## Synonym Replacement


In [None]:
!pip install nltk



In [None]:
import nltk
from nltk.corpus import wordnet
import random

In [None]:
# Download required NLTK data files
nltk.download('wordnet')
nltk.download('punkt')

[nltk_data] Downloading package wordnet to /root/nltk_data...
[nltk_data] Downloading package punkt to /root/nltk_data...
[nltk_data]   Unzipping tokenizers/punkt.zip.


True

In [None]:
def get_synonym(word):
    synonyms = set()
    for syn in wordnet.synsets(word):
        for lemma in syn.lemmas():
            if lemma.name().lower() != word.lower():
                synonyms.add(lemma.name().replace('_', ' '))
    return synonyms

In [None]:
def synonym_replace(paragraph, level):
    words = nltk.word_tokenize(paragraph)
    num_words = len(words)
    if level < 1 or level > 5:
        raise ValueError("Level must be between 1 and 5")

    replace_count = num_words * level // 5

    words_to_replace = random.sample(range(num_words), replace_count)

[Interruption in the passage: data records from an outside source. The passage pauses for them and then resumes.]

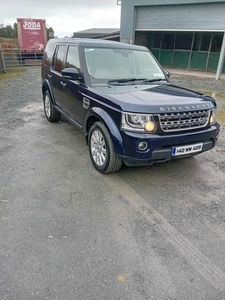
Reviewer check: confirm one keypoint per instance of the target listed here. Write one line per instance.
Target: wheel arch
(98, 114)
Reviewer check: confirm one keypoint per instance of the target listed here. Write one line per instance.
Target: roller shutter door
(202, 17)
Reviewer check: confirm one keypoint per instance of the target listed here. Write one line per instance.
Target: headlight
(213, 116)
(138, 122)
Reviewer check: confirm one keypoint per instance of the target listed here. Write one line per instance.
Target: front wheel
(51, 113)
(101, 149)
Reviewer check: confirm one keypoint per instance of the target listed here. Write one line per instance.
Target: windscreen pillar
(221, 59)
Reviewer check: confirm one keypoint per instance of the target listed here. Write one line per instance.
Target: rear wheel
(101, 149)
(51, 113)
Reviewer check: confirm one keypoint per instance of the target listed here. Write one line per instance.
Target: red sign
(32, 34)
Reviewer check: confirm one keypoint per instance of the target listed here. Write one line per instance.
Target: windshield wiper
(124, 80)
(154, 80)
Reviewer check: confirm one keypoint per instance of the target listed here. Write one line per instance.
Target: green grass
(12, 73)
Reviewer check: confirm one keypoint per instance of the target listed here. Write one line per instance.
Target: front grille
(178, 121)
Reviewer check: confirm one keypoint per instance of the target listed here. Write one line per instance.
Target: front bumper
(160, 147)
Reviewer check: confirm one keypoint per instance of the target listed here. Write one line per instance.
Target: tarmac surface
(69, 232)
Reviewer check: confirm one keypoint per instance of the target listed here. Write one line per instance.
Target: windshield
(106, 65)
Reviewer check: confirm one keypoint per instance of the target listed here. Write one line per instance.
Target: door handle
(63, 84)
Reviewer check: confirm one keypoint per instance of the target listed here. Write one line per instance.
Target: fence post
(2, 59)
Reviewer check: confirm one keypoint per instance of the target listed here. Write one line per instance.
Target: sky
(64, 16)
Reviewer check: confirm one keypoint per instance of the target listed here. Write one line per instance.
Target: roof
(96, 32)
(96, 43)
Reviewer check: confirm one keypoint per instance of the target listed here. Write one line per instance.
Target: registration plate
(188, 149)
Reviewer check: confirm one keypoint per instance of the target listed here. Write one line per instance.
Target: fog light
(142, 146)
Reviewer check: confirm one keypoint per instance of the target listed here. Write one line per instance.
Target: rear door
(56, 77)
(73, 100)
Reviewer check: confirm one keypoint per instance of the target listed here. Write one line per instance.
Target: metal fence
(11, 58)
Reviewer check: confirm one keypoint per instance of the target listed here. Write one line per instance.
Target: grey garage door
(202, 17)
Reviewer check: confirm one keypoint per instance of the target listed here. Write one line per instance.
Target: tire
(101, 150)
(51, 113)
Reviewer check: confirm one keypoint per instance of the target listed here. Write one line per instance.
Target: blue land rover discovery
(122, 100)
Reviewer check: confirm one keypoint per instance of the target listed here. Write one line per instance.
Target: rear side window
(72, 59)
(59, 58)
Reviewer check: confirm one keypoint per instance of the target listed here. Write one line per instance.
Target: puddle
(32, 107)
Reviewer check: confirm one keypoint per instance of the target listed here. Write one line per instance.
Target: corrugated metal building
(186, 34)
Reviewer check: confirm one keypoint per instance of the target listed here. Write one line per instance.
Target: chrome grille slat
(177, 121)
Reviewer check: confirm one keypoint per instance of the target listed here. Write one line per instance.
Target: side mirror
(72, 74)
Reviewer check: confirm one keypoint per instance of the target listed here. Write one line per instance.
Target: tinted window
(58, 58)
(72, 59)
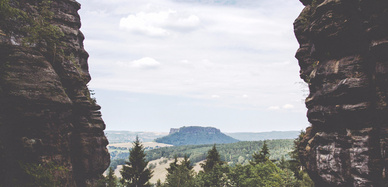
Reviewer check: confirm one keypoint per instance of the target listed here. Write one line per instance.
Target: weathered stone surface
(46, 113)
(343, 57)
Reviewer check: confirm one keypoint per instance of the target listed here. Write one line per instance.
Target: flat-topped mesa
(47, 116)
(343, 57)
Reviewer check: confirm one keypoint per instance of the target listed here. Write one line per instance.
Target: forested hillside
(234, 153)
(194, 135)
(257, 136)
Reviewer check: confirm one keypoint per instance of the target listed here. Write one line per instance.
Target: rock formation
(47, 116)
(195, 135)
(343, 57)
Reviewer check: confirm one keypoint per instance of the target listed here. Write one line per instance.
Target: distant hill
(130, 136)
(195, 135)
(257, 136)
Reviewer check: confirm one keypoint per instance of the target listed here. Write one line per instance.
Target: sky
(161, 64)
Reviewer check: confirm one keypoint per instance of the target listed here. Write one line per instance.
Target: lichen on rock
(46, 114)
(343, 58)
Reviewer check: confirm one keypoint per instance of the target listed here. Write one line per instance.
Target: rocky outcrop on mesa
(343, 57)
(195, 135)
(47, 117)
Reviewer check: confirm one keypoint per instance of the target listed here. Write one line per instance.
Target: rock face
(343, 57)
(46, 114)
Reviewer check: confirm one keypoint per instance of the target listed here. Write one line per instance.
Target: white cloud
(231, 51)
(143, 63)
(160, 23)
(215, 96)
(288, 106)
(273, 108)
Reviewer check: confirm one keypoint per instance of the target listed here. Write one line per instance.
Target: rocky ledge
(47, 117)
(343, 57)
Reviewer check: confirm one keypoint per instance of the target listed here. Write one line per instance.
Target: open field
(160, 171)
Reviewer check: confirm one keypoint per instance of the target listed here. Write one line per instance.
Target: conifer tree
(135, 173)
(262, 156)
(213, 170)
(111, 179)
(212, 159)
(180, 175)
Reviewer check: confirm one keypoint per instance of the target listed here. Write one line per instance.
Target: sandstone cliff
(46, 114)
(343, 57)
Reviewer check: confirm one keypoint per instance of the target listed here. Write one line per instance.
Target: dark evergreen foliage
(135, 173)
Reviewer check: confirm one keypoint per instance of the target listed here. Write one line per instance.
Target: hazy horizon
(157, 64)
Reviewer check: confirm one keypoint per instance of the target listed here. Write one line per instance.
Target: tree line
(260, 171)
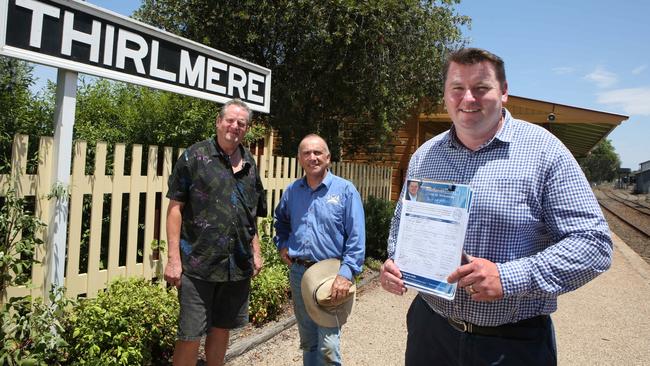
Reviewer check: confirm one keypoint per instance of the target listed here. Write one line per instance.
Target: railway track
(636, 217)
(630, 222)
(642, 207)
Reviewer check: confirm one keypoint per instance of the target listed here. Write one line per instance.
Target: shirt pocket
(330, 213)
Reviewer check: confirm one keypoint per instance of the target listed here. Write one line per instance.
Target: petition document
(431, 234)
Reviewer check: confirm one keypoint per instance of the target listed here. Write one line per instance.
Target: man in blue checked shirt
(320, 216)
(535, 229)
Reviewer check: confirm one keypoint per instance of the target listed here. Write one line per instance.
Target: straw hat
(316, 286)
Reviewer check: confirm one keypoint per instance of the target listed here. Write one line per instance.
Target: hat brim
(322, 274)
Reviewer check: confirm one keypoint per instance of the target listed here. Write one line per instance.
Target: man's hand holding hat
(340, 288)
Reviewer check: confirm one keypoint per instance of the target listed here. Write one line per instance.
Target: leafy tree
(22, 111)
(118, 112)
(602, 163)
(349, 70)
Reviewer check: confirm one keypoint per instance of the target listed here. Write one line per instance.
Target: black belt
(303, 262)
(522, 329)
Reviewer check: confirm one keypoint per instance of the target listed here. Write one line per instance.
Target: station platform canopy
(580, 129)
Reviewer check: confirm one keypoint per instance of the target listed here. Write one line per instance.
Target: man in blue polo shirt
(535, 229)
(320, 216)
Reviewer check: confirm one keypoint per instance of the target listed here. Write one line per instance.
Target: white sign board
(81, 37)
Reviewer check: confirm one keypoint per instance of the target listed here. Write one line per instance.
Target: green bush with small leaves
(32, 331)
(133, 322)
(379, 213)
(269, 291)
(270, 288)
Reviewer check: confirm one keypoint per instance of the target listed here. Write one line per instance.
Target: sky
(590, 54)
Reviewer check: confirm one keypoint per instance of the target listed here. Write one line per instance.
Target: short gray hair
(240, 103)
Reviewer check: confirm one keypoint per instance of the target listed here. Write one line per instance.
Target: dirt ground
(606, 322)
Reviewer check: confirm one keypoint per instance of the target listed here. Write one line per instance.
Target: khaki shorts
(206, 305)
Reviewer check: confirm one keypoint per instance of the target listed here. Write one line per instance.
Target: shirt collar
(505, 133)
(327, 181)
(218, 151)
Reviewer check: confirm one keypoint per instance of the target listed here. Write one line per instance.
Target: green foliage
(32, 331)
(270, 254)
(19, 237)
(270, 288)
(602, 163)
(373, 264)
(379, 213)
(117, 112)
(352, 71)
(132, 323)
(21, 111)
(159, 245)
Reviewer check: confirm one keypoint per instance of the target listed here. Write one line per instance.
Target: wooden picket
(276, 172)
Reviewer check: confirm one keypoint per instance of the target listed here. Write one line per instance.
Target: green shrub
(133, 322)
(379, 213)
(269, 291)
(19, 238)
(269, 251)
(32, 332)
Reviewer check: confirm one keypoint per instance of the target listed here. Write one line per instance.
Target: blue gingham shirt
(322, 223)
(533, 214)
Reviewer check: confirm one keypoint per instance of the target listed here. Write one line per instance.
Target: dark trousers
(433, 341)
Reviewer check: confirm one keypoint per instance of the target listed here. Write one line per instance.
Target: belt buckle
(466, 327)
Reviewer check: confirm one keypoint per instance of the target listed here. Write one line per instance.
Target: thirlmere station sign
(81, 37)
(75, 36)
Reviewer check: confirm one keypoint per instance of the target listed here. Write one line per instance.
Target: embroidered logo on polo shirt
(333, 199)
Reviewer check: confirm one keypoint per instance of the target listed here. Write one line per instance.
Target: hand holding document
(431, 235)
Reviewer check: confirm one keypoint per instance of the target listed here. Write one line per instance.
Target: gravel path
(374, 334)
(606, 322)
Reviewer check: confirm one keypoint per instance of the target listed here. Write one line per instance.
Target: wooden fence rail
(113, 215)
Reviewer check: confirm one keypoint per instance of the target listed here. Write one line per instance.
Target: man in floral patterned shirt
(215, 195)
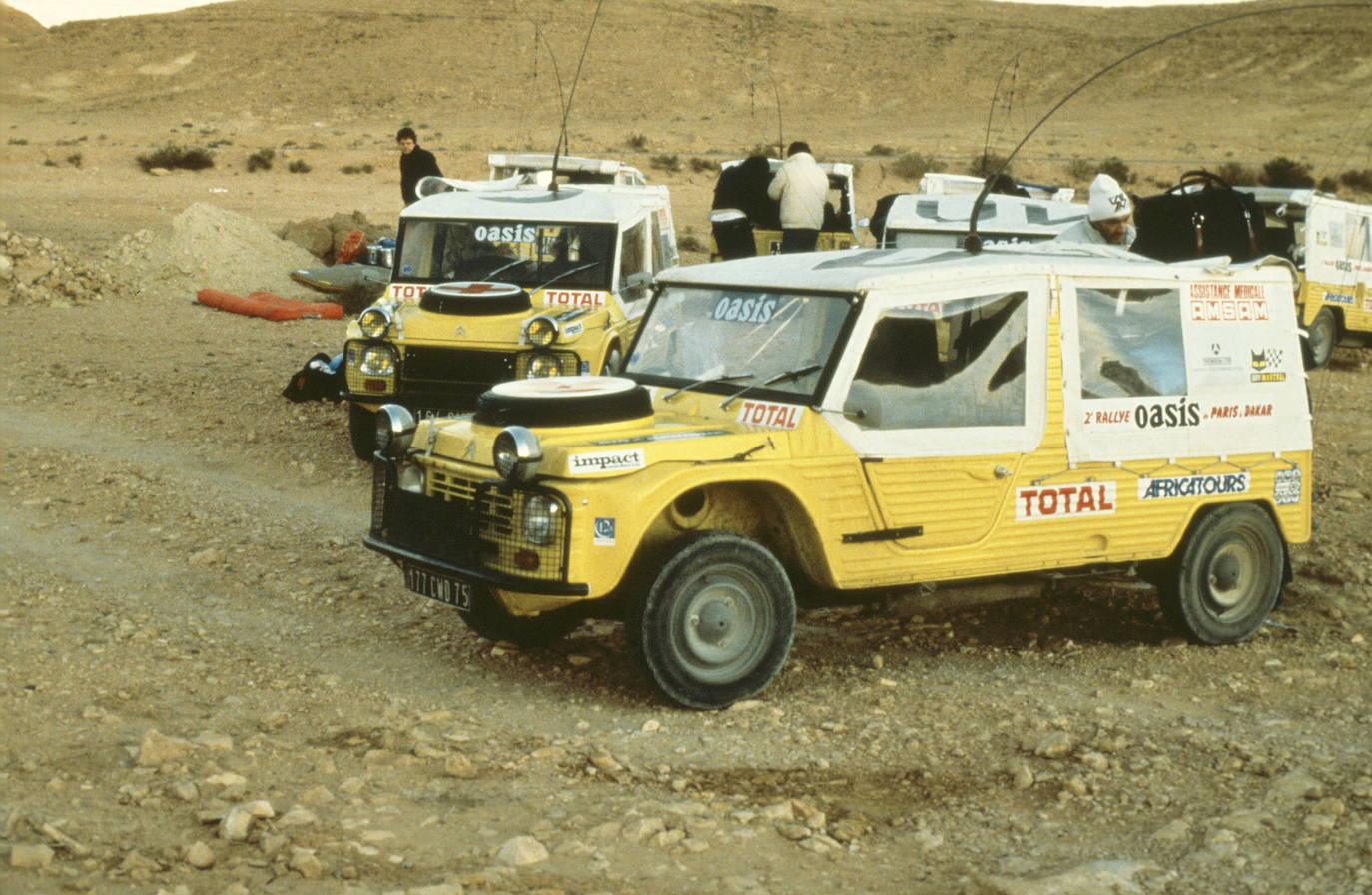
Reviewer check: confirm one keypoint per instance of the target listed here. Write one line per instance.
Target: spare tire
(476, 297)
(563, 401)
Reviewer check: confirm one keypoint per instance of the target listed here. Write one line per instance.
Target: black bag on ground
(320, 379)
(1200, 217)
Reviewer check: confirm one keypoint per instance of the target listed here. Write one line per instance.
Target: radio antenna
(567, 109)
(973, 242)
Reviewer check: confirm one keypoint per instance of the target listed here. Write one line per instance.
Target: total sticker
(604, 532)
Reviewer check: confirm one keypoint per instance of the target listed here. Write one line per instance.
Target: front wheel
(361, 429)
(1227, 578)
(1321, 336)
(716, 623)
(487, 618)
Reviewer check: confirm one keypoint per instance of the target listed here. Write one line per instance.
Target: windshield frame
(755, 389)
(530, 276)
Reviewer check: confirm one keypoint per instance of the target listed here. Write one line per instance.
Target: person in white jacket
(802, 187)
(1107, 217)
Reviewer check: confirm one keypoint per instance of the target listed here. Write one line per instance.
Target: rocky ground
(209, 686)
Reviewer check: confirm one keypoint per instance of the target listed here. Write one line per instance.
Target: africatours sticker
(770, 415)
(605, 461)
(574, 298)
(1194, 486)
(1062, 501)
(1231, 303)
(1286, 486)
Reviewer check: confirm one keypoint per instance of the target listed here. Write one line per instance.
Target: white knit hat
(1107, 199)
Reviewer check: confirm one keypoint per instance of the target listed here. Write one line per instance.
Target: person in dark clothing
(416, 164)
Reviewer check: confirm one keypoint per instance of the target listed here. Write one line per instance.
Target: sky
(50, 13)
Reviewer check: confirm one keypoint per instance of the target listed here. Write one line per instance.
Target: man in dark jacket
(416, 164)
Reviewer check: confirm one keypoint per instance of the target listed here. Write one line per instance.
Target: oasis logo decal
(1261, 362)
(605, 461)
(604, 532)
(1228, 301)
(572, 298)
(744, 309)
(1062, 501)
(1194, 486)
(769, 415)
(1286, 486)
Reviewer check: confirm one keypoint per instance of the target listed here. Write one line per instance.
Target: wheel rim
(1231, 578)
(719, 630)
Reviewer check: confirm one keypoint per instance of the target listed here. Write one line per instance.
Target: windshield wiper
(506, 267)
(705, 381)
(568, 272)
(785, 377)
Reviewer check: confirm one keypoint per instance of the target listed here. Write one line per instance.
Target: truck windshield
(714, 336)
(528, 254)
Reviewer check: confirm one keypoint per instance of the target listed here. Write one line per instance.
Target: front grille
(468, 523)
(425, 367)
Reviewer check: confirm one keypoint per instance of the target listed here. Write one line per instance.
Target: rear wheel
(1320, 338)
(361, 429)
(716, 623)
(487, 618)
(1227, 578)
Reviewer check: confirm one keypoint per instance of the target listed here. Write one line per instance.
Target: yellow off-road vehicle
(1331, 243)
(857, 422)
(506, 279)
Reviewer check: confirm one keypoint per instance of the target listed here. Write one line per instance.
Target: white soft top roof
(583, 204)
(852, 271)
(999, 215)
(506, 164)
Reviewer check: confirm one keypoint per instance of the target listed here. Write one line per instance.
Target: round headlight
(394, 430)
(543, 366)
(542, 515)
(516, 453)
(377, 360)
(542, 331)
(374, 322)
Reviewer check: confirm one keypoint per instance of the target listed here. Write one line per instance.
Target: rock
(30, 857)
(521, 851)
(199, 855)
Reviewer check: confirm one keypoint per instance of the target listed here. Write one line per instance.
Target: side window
(946, 364)
(1130, 344)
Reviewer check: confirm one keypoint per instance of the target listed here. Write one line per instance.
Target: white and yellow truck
(857, 422)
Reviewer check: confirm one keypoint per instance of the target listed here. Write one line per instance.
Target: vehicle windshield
(722, 340)
(527, 253)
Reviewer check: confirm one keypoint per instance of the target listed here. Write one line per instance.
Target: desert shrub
(912, 165)
(173, 157)
(261, 161)
(1360, 180)
(1236, 175)
(666, 162)
(1283, 172)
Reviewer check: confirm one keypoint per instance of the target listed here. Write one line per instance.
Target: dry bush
(173, 157)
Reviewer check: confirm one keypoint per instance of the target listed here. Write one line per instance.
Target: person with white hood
(802, 187)
(1107, 216)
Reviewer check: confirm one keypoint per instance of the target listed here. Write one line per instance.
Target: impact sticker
(605, 461)
(604, 532)
(1062, 501)
(770, 415)
(1194, 486)
(1286, 487)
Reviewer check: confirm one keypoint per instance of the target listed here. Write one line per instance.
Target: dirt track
(209, 685)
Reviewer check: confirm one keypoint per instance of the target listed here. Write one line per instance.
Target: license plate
(455, 593)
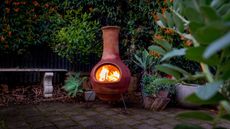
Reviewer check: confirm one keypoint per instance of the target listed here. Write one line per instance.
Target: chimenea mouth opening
(108, 73)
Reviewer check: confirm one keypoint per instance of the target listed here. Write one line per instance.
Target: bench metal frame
(47, 78)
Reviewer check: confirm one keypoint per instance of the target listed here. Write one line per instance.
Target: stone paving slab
(98, 116)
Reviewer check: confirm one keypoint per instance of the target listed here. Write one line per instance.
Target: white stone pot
(183, 91)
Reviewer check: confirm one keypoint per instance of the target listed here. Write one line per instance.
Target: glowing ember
(108, 73)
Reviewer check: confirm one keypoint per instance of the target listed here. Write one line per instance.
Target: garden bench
(47, 78)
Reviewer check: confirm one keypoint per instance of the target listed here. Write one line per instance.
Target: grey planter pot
(183, 91)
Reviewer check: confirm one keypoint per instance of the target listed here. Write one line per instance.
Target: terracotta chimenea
(110, 77)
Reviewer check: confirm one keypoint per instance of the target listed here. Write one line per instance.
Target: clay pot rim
(110, 27)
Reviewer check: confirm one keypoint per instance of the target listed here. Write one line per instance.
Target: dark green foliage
(225, 90)
(77, 36)
(73, 84)
(152, 85)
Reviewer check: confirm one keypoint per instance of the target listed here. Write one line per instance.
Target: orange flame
(108, 73)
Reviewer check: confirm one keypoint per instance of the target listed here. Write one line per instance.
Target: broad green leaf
(198, 115)
(226, 116)
(226, 16)
(178, 22)
(157, 49)
(173, 53)
(225, 69)
(161, 17)
(209, 14)
(224, 9)
(165, 44)
(168, 71)
(218, 3)
(219, 127)
(193, 98)
(169, 19)
(196, 76)
(194, 26)
(226, 106)
(195, 54)
(175, 68)
(226, 74)
(192, 15)
(164, 81)
(209, 90)
(217, 45)
(187, 126)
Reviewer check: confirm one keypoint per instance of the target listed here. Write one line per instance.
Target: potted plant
(157, 92)
(73, 85)
(145, 61)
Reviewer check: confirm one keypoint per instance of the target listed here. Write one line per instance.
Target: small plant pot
(89, 95)
(183, 91)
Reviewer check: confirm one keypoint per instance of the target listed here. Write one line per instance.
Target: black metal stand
(87, 101)
(125, 109)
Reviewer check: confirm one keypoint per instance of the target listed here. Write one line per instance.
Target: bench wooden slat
(31, 70)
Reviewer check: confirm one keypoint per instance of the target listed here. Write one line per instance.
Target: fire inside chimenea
(110, 77)
(108, 73)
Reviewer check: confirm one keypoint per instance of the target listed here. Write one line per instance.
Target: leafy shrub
(73, 84)
(19, 24)
(225, 90)
(153, 85)
(77, 37)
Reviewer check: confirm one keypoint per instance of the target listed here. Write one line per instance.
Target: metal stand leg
(87, 101)
(125, 109)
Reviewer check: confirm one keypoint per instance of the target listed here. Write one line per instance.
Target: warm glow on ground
(108, 73)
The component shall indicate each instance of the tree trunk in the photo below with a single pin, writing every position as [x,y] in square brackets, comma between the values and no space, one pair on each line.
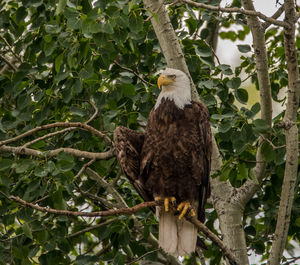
[291,135]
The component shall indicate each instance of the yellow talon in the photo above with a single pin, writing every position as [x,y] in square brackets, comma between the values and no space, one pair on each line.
[158,198]
[166,201]
[192,213]
[184,207]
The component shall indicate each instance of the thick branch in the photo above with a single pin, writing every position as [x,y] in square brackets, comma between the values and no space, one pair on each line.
[127,211]
[245,11]
[225,250]
[250,187]
[112,212]
[80,125]
[291,135]
[75,152]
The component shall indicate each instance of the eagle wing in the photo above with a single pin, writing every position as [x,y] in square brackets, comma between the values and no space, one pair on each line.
[128,144]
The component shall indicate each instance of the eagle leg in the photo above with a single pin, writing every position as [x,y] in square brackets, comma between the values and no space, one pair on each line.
[184,207]
[166,201]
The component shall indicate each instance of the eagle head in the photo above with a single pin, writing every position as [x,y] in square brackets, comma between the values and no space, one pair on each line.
[175,86]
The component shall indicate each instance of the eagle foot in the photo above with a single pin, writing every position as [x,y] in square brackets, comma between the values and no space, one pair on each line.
[167,201]
[185,207]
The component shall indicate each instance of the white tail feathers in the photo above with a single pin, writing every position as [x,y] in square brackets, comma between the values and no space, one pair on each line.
[177,237]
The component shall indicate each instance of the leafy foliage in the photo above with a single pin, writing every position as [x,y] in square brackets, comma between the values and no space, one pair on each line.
[68,58]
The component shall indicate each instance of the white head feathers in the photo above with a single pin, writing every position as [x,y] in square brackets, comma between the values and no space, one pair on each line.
[178,90]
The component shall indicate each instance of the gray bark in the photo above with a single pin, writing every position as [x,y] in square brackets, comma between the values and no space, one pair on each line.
[291,134]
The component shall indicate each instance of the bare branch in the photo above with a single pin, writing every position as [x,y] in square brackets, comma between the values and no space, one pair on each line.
[225,250]
[59,124]
[88,229]
[112,212]
[95,113]
[94,175]
[127,211]
[276,15]
[237,10]
[75,152]
[83,168]
[250,187]
[48,136]
[291,136]
[270,142]
[141,257]
[131,71]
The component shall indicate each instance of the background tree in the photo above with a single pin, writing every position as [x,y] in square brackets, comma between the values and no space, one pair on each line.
[71,71]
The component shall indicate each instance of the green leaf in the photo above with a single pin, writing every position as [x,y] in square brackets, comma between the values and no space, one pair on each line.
[40,172]
[191,24]
[52,27]
[225,126]
[260,126]
[27,230]
[21,14]
[244,48]
[136,23]
[24,165]
[268,152]
[243,170]
[297,222]
[255,108]
[58,62]
[5,164]
[225,68]
[241,95]
[60,6]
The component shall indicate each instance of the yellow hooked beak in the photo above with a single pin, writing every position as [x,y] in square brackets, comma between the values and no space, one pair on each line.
[164,80]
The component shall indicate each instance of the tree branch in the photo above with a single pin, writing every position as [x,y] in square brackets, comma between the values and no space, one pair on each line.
[132,71]
[107,222]
[291,136]
[237,10]
[75,152]
[80,125]
[246,192]
[112,212]
[276,15]
[225,250]
[127,211]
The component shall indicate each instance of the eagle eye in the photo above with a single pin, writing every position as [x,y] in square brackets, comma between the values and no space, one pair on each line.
[172,76]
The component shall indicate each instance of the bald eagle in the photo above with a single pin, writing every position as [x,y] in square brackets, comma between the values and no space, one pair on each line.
[171,160]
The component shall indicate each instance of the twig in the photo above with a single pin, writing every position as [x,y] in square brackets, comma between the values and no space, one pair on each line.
[237,10]
[59,124]
[144,255]
[75,152]
[94,175]
[48,136]
[132,71]
[107,222]
[273,146]
[83,168]
[95,113]
[276,15]
[112,212]
[225,250]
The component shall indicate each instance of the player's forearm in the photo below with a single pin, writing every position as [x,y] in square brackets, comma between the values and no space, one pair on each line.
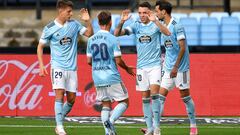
[162,28]
[181,53]
[121,63]
[40,55]
[89,31]
[89,61]
[118,31]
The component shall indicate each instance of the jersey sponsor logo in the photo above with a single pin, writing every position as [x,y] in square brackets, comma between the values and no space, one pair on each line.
[29,94]
[66,41]
[168,43]
[102,68]
[145,39]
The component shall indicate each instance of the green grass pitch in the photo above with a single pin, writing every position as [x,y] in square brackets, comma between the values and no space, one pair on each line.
[30,126]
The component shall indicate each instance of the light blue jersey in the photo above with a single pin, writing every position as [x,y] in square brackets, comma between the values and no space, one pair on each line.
[172,47]
[103,47]
[63,43]
[148,44]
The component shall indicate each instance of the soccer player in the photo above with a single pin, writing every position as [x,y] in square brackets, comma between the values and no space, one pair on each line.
[62,34]
[103,54]
[176,63]
[147,31]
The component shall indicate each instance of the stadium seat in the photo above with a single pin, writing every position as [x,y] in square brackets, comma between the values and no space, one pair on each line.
[191,27]
[198,15]
[179,15]
[236,14]
[230,31]
[209,32]
[219,15]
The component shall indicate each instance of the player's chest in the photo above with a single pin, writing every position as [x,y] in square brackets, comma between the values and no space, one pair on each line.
[146,34]
[65,32]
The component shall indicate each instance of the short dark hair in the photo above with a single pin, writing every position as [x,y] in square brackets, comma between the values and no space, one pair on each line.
[64,3]
[145,4]
[104,18]
[164,5]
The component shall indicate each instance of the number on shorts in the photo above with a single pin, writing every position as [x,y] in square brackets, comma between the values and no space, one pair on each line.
[58,74]
[139,77]
[102,49]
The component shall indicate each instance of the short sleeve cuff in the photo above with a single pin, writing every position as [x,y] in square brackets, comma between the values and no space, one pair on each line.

    for i in words_to_replace:
        word = words[i]
        synonyms = get_synonym(word)
        if synonyms:
            replacement = random.choice(list(synonyms))
            words[i] = replacement

    return ' '.join(words)

In [None]:
paragraph = "This is an example paragraph for testing the synonym replacement function. It should replace words based on the specified level."
level = 5
result = synonym_replace(paragraph, level)

In [None]:
result

'This cost Associate in Nursing exercise paragraph for try out the equivalent word substitute mapping . information technology should supersede Word of God establish along the define tier .'

## Word Insertion

In [None]:
import nltk
import random

In [None]:
nltk.download('punkt')
nltk.download('words')

[nltk_data] Downloading package punkt to /root/nltk_data...
[nltk_data]   Package punkt is already up-to-date!
[nltk_data] Downloading package words to /root/nltk_data...
[nltk_data]   Unzipping corpora/words.zip.


True

In [None]:
from nltk.corpus import words

In [1]:
def add_random_characters(paragraph, level):
    if level < 1 or level > 5:
        raise ValueError("Level must be between 1 and 5")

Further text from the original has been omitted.